Chill worked to create a strap that could be buttoned onto the patients’ pyjamas so even if a speaking valve became dislodged, it would still be attached to their clothing. Since the straps have been used, there have been no reports of missing speaking valves at the hospital, says Chua Jia Xiang, a Principal Service Designer in the hospital’s Division of Transformation.
Covid as a catalyst
As healthcare workers battled on the frontlines during the Covid-19 pandemic, Chill played a key supporting role in creating new innovations that helped them.
A major challenge faced by healthcare workers worldwide has involved face shields, which were not created for all-day use, causing problems such as pressure injuries and dizziness thanks to visual distortion.
“There were healthcare workers who complained that they vomited while wearing the face shield for prolonged periods of time,” Ong says.
With time and materials in short supply, some creativity was needed to solve the problem. “We needed to come up with something that was clear, comfortable, affordable, and diversified some of the supply chain issues in Singapore,” Chua says.
The team worked tirelessly on this project and within a month, managed to launch a pilot with three manufacturers. Chill soon offered face shields catering to staff who wore spectacles and those who didn’t.
The final product was a square-shaped face shield that abandoned the curved design of its predecessors. The angular shape mitigated the refraction of light through the visor, preventing episodes of dizziness.
Additionally, the new design made use of 3D printing technology so that the entire face shield was made with a single piece of plastic, allowing healthcare workers to clean and disinfect the shields more easily as there were no grooves or joints.
The two face shields went on to be distributed to other hospitals in Singapore, and were used at the National Centre for Infectious Diseases, which was at the forefront of Singapore’s efforts to manage Covid-19. They were later distributed to community hospitals and nursing homes across the country.
This new invention even turned out to cost less than traditional face shields, Chua says.
This innovation helped Chill scoop an Exemplary Innovator Award at the Singapore government’s Covid Public Sector Transformation Awards Ceremony earlier this year.
Chill takes a human-centred approach towards innovation that seeks to understand and solve everyday, practical needs. Its approach is also reflected by the Living Lab, which seeks to bridge the gap between problems and ideas, and between ideas and reality.
One way it does so is through workshops held throughout the year. The lab runs basic prototyping workshops to help staff build industry terminology and knowledge so that they can better communicate what they would like to create to outside vendors, Chua says.

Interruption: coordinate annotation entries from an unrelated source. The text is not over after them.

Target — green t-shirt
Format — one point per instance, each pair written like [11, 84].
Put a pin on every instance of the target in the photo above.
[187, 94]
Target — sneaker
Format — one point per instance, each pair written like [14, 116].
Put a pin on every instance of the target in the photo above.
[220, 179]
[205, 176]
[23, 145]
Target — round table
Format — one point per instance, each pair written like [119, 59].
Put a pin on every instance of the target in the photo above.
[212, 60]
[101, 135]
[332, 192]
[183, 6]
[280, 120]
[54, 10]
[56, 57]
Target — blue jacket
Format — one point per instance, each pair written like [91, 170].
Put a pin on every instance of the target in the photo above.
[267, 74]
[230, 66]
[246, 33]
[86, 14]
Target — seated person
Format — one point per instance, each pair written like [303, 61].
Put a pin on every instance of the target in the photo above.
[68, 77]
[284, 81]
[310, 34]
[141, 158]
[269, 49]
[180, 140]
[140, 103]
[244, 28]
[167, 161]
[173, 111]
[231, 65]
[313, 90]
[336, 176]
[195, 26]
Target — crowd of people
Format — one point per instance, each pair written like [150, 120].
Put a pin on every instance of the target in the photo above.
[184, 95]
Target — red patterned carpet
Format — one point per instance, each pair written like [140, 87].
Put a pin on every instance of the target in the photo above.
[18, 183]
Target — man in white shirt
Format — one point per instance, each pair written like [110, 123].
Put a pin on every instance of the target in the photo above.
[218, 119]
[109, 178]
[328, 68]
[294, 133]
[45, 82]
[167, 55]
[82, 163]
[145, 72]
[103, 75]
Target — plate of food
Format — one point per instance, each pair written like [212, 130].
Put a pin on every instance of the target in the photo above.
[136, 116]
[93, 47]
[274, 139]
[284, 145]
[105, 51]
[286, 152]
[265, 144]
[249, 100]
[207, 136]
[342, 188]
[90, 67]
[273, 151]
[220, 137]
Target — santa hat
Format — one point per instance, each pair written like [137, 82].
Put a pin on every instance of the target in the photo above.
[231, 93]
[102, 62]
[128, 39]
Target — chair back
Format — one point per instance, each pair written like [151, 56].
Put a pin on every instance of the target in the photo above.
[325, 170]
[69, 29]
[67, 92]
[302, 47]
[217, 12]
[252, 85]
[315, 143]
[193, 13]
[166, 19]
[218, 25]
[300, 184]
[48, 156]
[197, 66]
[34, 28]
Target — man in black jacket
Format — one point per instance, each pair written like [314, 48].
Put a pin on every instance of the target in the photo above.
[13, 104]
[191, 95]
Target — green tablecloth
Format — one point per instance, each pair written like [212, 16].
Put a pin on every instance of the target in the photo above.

For instance, staff can attend 3D printing workshops to better understand different types of 3D printing and what they can be used for. When designing a prototype for an idea, they will then have a better idea of which type of printing to use and will be able to inform vendors accordingly.
Chill also organises design classes led by experts who share their knowledge of design philosophies and considerations. One recent workshop focused on teaching participants how to choose materials that were not only suitable for the job but also sustainable, Ong says.
In addition to workshops, fostering a culture of healthcare innovation at Tan Tock Seng Hospital starts with relationships, according to Ong, adding that Chill builds an environment of trust through its open-door policy.
“We don’t see it as just a project,” Ong says. “We see it as a capability-building opportunity and an opportunity to understand our colleagues better.”
The Chill team hopes that one day, it will be able to “disappear from the organisation”, Chua says. Ong echoes that sentiment, adding that she hopes to instil creativity and capability in every staff member at Tan Tock Seng Hospital and beyond so healthcare workers will one day be able to translate their ideas into reality all on their own.